I would appreciate some help on the following problem: I'm taking Hinton's coursera class on Neural Nets and I'm not sure I understand the step highlighted in the picture (see below).



  • $i$ is hidden layer
  • $j$ is the top layer
  • Neurons use logistic regression as their activation function

What I understand:
The chain rule allows you to "break down" the partial derivative and introduce a term that is helpful for your calculation:

$$\frac{\partial E}{\partial y_i}=\frac{\partial E}{\partial z_j}\cdot\frac{\partial z_j}{\partial y_i}$$

What I don't understand:
Where does the $\sum_j$ come from? In other words, what's the proof that you can break down the left term into the sum of 3 components of the top layer (in this case).

Thanks for your help.

Link to class: https://www.coursera.org/learn/neural-networks/lecture/gcNo6/the-backpropagation-algorithm-12-min

  • $\begingroup$ It's the chain rule for partial derivatives. Essentially, the derivative in the direction of a given vector is the sum of the derivatives of the components of the vector, weighted appropriately. $\endgroup$
    – ConMan
    Jan 30, 2017 at 3:05
  • $\begingroup$ Hi ConMan. Thanks for your comment. I understand the chain rule. Can you explain the steps in between ? The chain rule only allows you to "slide in" one zj. Why the sum over j ? $\endgroup$
    – Guillaume
    Jan 30, 2017 at 3:09
  • $\begingroup$ It's a specific version of the chain rule for functions of multiple variables (or equivalently, for functions of vectors). The following link from Khan Academy shows a demonstration (although it looks at the total derivative of the main function, and it's only applied to a 2-variable case): khanacademy.org/math/multivariable-calculus/… $\endgroup$
    – ConMan
    Jan 30, 2017 at 3:13
  • 1
    $\begingroup$ @ConMan It is called the total derivative : if $g(t) = f(x(t),y(t))$ then $\frac{\partial g}{\partial t} = \frac{\partial f}{\partial x}\frac{\partial x}{\partial t}+\frac{\partial f}{\partial y}\frac{\partial y}{\partial t}$ $\endgroup$
    – reuns
    Jan 30, 2017 at 3:28
  • 1
    $\begingroup$ @GuillaumeG - I suggest you read up on the Jacobian matrix and the chain rule in higher dimensions. Essentially, the ordinary derivative applies when you've got a single underlying variable that you're differentiating with respect to, and the partial derivatives apply when you're only differentiating with respect to one variable out of many. The Wikipedia article on the chain rule, particularly the section on higher dimensions, explains it a bit better: en.wikipedia.org/wiki/Chain_rule#Higher_dimensions $\endgroup$
    – ConMan
    Jan 30, 2017 at 4:19

1 Answer 1


This follows from the multivariate chain rule. Let's assume that $E$ depends on $z=(z_1,\ldots,z_n)$, but each $z_k$ depends on $y=(y_1,\ldots,y_m)$, i.e. $$ E(z(y))=E(z_1(y),\ldots,z_n(y)). $$ We are interested in how the loss objective $E$ depends on some value in an earlier layer, say the output of the $i$th node, denoted $y_i$, in layer $\xi$, but that output affects $E$ only by its influence on the next layer (i.e., $\xi+1$), whose values we denote $z$. Recall that in a fully connected network, each layer depends on all the values of the previous layer, so each $z_i$ depends on each $y_k$. But we only care about $y_i$ for now, meaning we can ignore the other $y_k$, because we are interested in how perturbing $y_i$ affects $E$, and $y_i$ does not affect $E$ via the other $y_k$.
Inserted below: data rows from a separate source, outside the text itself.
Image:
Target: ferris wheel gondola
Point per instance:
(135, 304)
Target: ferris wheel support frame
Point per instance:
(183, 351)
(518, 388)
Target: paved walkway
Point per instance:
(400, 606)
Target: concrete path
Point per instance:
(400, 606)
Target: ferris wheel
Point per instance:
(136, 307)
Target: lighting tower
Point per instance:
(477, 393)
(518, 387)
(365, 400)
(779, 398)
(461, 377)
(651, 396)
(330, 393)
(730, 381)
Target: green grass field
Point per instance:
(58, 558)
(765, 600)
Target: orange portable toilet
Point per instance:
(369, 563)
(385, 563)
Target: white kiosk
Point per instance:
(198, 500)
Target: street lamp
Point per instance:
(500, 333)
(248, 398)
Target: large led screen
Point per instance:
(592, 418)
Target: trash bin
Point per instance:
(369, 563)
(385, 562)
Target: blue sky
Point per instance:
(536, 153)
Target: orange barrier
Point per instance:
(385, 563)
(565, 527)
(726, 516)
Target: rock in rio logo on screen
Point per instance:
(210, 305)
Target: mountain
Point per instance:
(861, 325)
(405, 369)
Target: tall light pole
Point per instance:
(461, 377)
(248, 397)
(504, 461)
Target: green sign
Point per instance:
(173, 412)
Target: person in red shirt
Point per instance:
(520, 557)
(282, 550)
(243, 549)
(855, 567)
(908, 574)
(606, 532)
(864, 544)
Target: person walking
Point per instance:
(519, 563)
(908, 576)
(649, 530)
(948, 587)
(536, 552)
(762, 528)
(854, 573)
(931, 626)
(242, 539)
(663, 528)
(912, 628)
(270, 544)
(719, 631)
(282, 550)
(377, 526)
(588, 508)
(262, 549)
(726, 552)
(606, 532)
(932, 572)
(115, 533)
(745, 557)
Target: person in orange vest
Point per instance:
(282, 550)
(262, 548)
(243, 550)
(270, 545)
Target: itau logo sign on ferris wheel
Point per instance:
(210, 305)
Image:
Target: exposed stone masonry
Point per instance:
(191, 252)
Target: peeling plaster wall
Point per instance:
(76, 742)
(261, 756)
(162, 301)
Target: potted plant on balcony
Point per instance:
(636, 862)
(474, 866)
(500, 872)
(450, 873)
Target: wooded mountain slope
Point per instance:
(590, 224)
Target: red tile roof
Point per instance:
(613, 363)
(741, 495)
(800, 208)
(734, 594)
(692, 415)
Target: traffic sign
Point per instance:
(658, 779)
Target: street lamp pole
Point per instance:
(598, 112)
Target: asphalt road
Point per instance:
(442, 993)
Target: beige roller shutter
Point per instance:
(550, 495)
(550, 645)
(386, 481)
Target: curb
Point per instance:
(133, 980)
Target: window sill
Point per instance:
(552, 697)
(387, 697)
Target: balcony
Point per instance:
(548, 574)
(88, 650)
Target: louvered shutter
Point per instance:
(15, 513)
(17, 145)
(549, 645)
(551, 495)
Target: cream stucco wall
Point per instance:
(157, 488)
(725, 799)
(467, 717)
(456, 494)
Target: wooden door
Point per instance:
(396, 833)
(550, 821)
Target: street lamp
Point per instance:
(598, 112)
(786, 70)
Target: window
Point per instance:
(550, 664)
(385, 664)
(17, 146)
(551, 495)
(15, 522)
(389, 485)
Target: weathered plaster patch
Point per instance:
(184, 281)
But $y_i$ does affect $E$ through $z$ (and only through $z$ actually). And $y_i$ affects every $z_k$. So we need to take the $\partial E / \partial z_k$ into account, as well as the $\partial z_k / \partial y_i$. The way to combine these into a single number is specified by the multivariate chain rule: $$ \frac{\partial E}{\partial y_i} = \sum_j \frac{\partial E}{\partial z_j} \frac{\partial z_j}{\partial y_i}. $$ I'll add links to more formal derivations below. But the rough intuition is this: $E$ depends on $y_i$ through its effect on each $z_k$ (captured by $\partial z_k / \partial y_i$), so ${\partial E}/{\partial y_i}$ should be a sum of these contributions (if we think of derivatives as a measure of local linear change, we can imagine adding the perturbation vectors induced by tweaking together). But not all the contributions to the network are equally important: if a $z_j$ doesn't affect $E$ much (i.e.,${\partial E}/{\partial z_j}$ is small), then the contribution of $y_i$ through $z_j$ should be down-weighted. So we do a weighted sum over $\partial z_k / \partial y_i$, with weights given by ${\partial E}/{\partial z_j}$. Notice that when $n=1$ we recover the classical chain rule. For more details see the links below.

Other questions on the origin of the multivariate chain rule are here, here, and here.

A related question on the role of the chain rule sum in artificial neural networks is here.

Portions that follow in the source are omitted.